Some time ago I embarked on a quest to learn how to provide psql
with a password in a non-interactive way (for example, in a script).
It turns out that there are quite a few ways to do that, and some ways in which you can’t do that.
For example, psql
has the --password
and --no-password
command line options. Neither takes any argument – they only mean to never ask the user the password or always ask the user the password. The reason you might want to use the former is when you run psql
in a script and you want it to fail immediately if no password is available. The latter can be used when you already know the user will need to type the password, so there is no point in trying to connect to the database, discovering that the password is needed, asking the user for it and connecting again – psql
might as well ask the password first and only try to connect to the database once.
You might think that there is no option to give psql
the password on the command line for security reasons – after all, if you give a password on the command line, then every other user on the same system can see the password with ps -ef
. However, in fact there is a way to do exactly that – psql
can accept an URI in place of the database name, and an URI may contain a password.
Another way to tell psql
the password to use is to set the PGPASSWORD
environment variable. As the manual says, this is “not recommended for security reasons, as some operating systems allow non-root users to see process environment variables via ps” – although apparently my Arch Linux does not allow that.
The recommended way is to use the “password file”, which is ~/.pgpass
by default. This has one significant drawback – it means that you’ll have your password unencrypted in a plain text file. That is perfectly fine on an application server (where you need to store your database password unencrypted anyway), but it’s a big “no” on e.g. a laptop, which can be lost, stolen etc. (You could encrypt your disk, of course, either the whole partition or just your home directory, but that is not something that’s always feasible.) Interestingly, psql
(in fact, it’s libpq, but psql
uses it, of course) has some requirements with respect to the password file. For example, it must not be readable by anyone but the owner (in other words, it’s permissions should be at most 0600
). This is perfectly understandable. However, I found the hard way that it must be a “regular file”. I didn’t understand this requirement at first, and here is how I found out about it. I wanted to create a .pgpass
file so that I could use psql
without typing the password. However, I already had the password in the .env
file. Trying to be a good programmer following the DRY principle (which is not an absolute rule, but makes sense in this context), I didn’t want to put the password in two separate files. What if the password changes and someone updates only one of these files? So, I wanted to be fancy and use a named pipe for that. One process would be a simple Bash loop using sed
to extract the hostname, port, database name, user name and password from the .env
file and the other would be psql
, reading the pipe ~/.pgpass
. That way I would even be able to change the password mid-session, \c
to another - or the same - database and it would still work (because psql
reads .pgpass
again when you open a connection to a database). To my big disappointment, when I set this up, psql
told me this:
WARNING: password file "/home/mbork/.pgpass" is not a plain file
and my carefully crafted plan fell apart. That was a pity – while this solution would be a bit contrived, it would still be a nice way to create a “dynamic file” whose contents depend on the contents of another file. (Now that I think of it, I guess I know the reason this didn’t work. Here is my conjecture. libpq
probably has to read the whole .pgpass
before connecting – or at least read enough of it to find the password to use for the given connection data. The named pipe approach, however, would give it the same line over and over again, without any termination condition. If that line was the one libpq
needed, everything would be fine – but if not, the process would hang indefinitely. On the other hand, creating a one-line regular file and removing it after connecting would not work, either, since psql
may need .pgpass
again if the user wants to establish another connection using \c
, for example to connect to another database.)

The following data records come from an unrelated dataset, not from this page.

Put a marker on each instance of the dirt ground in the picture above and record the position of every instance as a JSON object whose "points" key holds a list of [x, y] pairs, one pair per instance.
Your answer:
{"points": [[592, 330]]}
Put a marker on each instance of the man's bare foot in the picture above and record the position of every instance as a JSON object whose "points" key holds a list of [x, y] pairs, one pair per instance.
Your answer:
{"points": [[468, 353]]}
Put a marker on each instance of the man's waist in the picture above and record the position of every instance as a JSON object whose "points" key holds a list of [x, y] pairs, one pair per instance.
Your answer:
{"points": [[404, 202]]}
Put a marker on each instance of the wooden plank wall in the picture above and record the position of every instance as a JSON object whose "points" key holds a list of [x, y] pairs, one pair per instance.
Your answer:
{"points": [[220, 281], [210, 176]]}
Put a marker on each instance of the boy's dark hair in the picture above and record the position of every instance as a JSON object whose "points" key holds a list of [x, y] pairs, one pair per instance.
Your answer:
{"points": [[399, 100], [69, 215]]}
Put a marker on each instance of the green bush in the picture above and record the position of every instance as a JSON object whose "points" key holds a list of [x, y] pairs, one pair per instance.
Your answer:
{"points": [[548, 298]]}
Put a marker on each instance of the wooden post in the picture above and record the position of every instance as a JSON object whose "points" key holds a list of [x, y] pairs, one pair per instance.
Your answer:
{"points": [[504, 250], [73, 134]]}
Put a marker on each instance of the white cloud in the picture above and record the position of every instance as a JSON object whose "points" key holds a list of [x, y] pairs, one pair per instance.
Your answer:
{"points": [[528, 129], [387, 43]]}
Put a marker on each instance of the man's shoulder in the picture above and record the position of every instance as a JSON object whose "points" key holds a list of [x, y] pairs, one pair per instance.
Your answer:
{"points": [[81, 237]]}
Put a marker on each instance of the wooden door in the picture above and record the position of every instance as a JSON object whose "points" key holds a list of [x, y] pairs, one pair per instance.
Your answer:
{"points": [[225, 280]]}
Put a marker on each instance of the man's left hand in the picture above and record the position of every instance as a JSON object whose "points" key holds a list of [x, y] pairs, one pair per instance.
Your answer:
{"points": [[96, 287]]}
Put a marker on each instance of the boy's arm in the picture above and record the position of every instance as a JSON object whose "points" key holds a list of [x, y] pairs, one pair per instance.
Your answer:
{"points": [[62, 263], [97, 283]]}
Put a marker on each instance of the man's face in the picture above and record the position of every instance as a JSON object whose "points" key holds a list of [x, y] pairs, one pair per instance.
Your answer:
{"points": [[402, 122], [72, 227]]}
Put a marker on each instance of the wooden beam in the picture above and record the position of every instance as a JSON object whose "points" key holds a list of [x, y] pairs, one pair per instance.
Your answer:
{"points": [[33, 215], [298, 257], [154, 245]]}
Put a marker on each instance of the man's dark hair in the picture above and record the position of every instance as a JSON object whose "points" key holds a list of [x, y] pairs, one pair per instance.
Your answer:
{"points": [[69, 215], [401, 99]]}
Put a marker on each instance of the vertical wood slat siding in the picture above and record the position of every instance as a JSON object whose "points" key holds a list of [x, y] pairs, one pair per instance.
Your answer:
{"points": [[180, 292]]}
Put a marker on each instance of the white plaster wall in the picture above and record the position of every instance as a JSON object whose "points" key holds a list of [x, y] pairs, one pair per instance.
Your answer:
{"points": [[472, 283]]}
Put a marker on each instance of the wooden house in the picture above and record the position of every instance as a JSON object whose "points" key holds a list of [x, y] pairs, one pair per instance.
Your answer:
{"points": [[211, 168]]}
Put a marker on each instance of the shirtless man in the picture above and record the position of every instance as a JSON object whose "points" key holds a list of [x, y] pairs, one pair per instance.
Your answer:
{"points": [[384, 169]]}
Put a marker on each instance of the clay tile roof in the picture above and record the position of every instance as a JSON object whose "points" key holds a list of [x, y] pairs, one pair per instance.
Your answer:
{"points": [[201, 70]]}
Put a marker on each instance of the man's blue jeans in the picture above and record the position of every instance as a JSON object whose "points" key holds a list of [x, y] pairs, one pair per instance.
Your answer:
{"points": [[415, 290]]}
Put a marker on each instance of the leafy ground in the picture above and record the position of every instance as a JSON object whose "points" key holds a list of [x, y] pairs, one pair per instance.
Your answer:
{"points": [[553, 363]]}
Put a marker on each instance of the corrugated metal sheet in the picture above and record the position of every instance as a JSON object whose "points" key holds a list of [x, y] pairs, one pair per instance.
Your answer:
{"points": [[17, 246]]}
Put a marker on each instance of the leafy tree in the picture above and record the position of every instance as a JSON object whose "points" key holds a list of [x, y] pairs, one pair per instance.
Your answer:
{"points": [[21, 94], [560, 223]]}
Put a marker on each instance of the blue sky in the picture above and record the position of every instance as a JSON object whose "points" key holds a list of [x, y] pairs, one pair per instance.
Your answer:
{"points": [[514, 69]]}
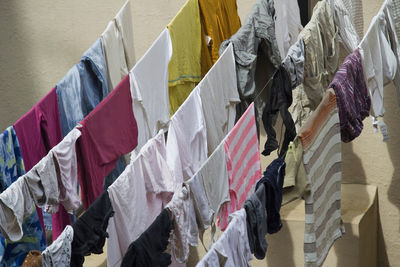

There is probably another way to achieve a very similar result, namely create a custom fuse filesystem which would generate the .pgpass
file dynamically from the .env
file, much like the named pipe approach, but more sophisticated. While this could actually work – and in fact, I’m tempted to try and do this some day – this would be more of an interesting hack than a production-grade solution. It seems to me that fuse is much, much too complex to be a good fit here. (In fact, I finally went for the simplest solution of all – wrapping psql
in a simple psql.sh
script which first parses .env
, then creates and populates .pgpass
, and then runs psql
. Simple but effective.)
The last way to provide passwords to psql
I know about is complex enough (and interesting enough) to deserve its own article, which I am going to post quite soon. (And this time I mean really soon, not in a few years!)